The building's most distinctive feature is its curved concrete vaulting, which forms the roof of the exhibition hall to the west. This vault steps up to form part of the roof of the eastern element and provides a canopy over the gap between the two sections. It rests on elegant, tapering columns and dramatically over-sails the building's elevations, terminating in dynamic effect as if in mid-flight.

The east elevation facing Basinghall Street is slightly cranked and comprises several volumes. Glazing is broken down into narrow strips by vertical concrete fins divided horizontally by a smooth storey band, running up the face and overshooting the flat roof to create a toothed parapet. An internal stair is expressed externally as a curved, unfenestrated tower. The north corner is slightly set back with a glazed entrance beneath a segmental arch, echoing the shape of the over-sailing concrete vault above. Beneath the vault is segmental clerestory glazing. The first floor features narrow strip windows, while the north elevation has an irregular arrangement of punched openings and a run of vertical strip windows at ground floor. At first floor level is the wide walkway forming a bridge across Basinghall Street. The former exhibition hall is lit by T-shaped clerestory glazing beneath the over-sailing concrete vault.

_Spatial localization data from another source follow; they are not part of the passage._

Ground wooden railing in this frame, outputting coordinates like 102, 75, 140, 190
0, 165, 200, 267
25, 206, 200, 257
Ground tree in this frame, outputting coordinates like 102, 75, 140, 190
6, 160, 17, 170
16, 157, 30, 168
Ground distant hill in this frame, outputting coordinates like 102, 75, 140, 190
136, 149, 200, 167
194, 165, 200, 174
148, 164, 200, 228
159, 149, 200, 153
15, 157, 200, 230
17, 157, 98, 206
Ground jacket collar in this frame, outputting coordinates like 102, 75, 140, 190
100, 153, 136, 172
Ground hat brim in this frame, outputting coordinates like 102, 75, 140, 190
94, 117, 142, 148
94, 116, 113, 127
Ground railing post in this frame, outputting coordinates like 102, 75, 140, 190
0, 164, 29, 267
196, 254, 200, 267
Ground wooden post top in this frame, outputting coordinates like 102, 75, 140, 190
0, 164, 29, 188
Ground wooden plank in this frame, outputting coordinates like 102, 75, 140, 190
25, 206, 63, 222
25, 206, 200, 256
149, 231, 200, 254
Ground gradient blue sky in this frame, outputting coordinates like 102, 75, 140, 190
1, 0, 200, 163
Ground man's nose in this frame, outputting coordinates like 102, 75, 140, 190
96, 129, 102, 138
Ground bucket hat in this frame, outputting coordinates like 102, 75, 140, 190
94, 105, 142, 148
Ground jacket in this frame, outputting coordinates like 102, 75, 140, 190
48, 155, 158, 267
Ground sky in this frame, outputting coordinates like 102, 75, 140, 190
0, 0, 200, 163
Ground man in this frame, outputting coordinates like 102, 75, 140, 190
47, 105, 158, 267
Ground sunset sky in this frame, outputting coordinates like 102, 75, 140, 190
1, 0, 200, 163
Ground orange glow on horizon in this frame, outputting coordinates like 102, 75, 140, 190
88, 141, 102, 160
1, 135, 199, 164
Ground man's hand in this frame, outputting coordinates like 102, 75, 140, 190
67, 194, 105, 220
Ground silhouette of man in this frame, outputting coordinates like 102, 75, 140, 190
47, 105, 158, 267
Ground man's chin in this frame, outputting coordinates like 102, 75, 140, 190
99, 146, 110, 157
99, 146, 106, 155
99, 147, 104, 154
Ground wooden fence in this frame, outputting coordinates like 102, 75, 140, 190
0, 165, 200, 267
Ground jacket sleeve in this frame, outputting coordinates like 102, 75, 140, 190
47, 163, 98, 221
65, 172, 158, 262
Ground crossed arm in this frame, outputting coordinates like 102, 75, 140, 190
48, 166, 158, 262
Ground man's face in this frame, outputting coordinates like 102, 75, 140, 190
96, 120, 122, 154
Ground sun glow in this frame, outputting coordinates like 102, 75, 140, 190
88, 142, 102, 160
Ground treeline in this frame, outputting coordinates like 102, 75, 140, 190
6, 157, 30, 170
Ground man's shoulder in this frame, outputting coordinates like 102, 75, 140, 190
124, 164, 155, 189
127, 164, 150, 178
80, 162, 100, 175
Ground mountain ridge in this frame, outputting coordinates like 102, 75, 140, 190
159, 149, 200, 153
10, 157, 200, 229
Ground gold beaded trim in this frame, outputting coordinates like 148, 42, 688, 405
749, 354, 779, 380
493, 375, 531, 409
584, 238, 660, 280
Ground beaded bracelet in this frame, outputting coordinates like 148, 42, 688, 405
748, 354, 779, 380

From the raised terrace, the eastern elevations continue the use of vertical fins, strip windows and smooth unbroken concrete surfaces. The concrete vaulting is supported on narrow square columns that taper upwards. These columns are freestanding where they support the canopy over the walkway, and glazed between to enclose the former exhibition hall, with glazing inserted to accommodate a floor inserted into what was originally a double-height space.